Reprint requests and correspondence: Dr. Lisa K. Hornberger, Division of Cardiology, the Hospital for Sick Children, Toronto, Ontario, Canada, M5G 1X8
hornberg{at}sickkids.on.ca
OBJECTIVES
The purpose of this study was to describe the clinical characteristics and outcome and to elucidate the pathogenesis of ductus arteriosus aneurysm (DAA).
BACKGROUND
Ductus arteriosus aneurysm is a rare lesion that can be associated with severe complications including thromboembolism, rupture and death.
METHOD
We reviewed the clinical records, diagnostic imaging studies and available histology of 24 cases of DAA, diagnosed postnatally (PD) in 15 and antenatally (AD) in 9 encountered in five institutions.
RESULTS
Of PD cases, 13 presented at <2 months, and all AD cases were detected incidentally after 33 weeks of gestation during a late trimester fetal ultrasound study. Of the 24, only 4 had DAA-related symptoms and 6 had associated syndromes: Marfan, Smith-Lemli-Opitz, trisomies 21 and 13 and one possible Ehlers-Danlos. Three had complications related to the DAA: thrombus extension into the pulmonary artery, spontaneous rupture, and asymptomatic cerebral infarction. Six underwent uncomplicated DAA resection for ductal patency, DAA size or extension of thrombus. In the four examined, there was histologic evidence of reduced intimal cushions in two and abnormal elastin expression in two. Five of the 24 died, with only one death due to DAA. Of 19 survivors, all but one remain clinically asymptomatic at a median follow-up of 35 months; however, two have developed other cardiac lesions that suggest Marfan syndrome.
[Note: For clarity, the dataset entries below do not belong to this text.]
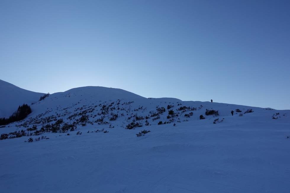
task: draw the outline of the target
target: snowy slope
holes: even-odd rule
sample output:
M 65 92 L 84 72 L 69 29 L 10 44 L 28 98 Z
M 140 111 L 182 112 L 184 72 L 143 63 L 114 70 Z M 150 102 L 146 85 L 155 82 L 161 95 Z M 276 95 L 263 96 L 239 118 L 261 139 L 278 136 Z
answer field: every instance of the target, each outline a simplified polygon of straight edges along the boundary
M 8 138 L 25 134 L 0 140 L 1 192 L 289 192 L 289 110 L 100 87 L 31 107 L 0 128 Z
M 44 94 L 19 88 L 0 80 L 0 118 L 8 118 L 23 103 L 38 101 Z

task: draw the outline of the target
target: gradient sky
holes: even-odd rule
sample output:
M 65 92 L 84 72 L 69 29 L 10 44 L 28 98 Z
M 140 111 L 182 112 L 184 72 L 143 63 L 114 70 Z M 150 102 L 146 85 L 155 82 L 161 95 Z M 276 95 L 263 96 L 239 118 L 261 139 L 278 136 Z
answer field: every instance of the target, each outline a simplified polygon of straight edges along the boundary
M 0 79 L 290 109 L 290 1 L 0 1 Z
A review of 200 consecutive third trimester fetal ultrasounds suggests an incidence of DAA of 1.5%.
CONCLUSIONS
Ductus arteriosus aneurysm likely develops in the third trimester perhaps due to abnormal intimal cushion formation or elastin expression. Although it can be associated with syndromes and severe complications, many affected infants have a benign course. Given the potential for development of other cardiac lesions associated with connective tissue disease, follow-up is warranted.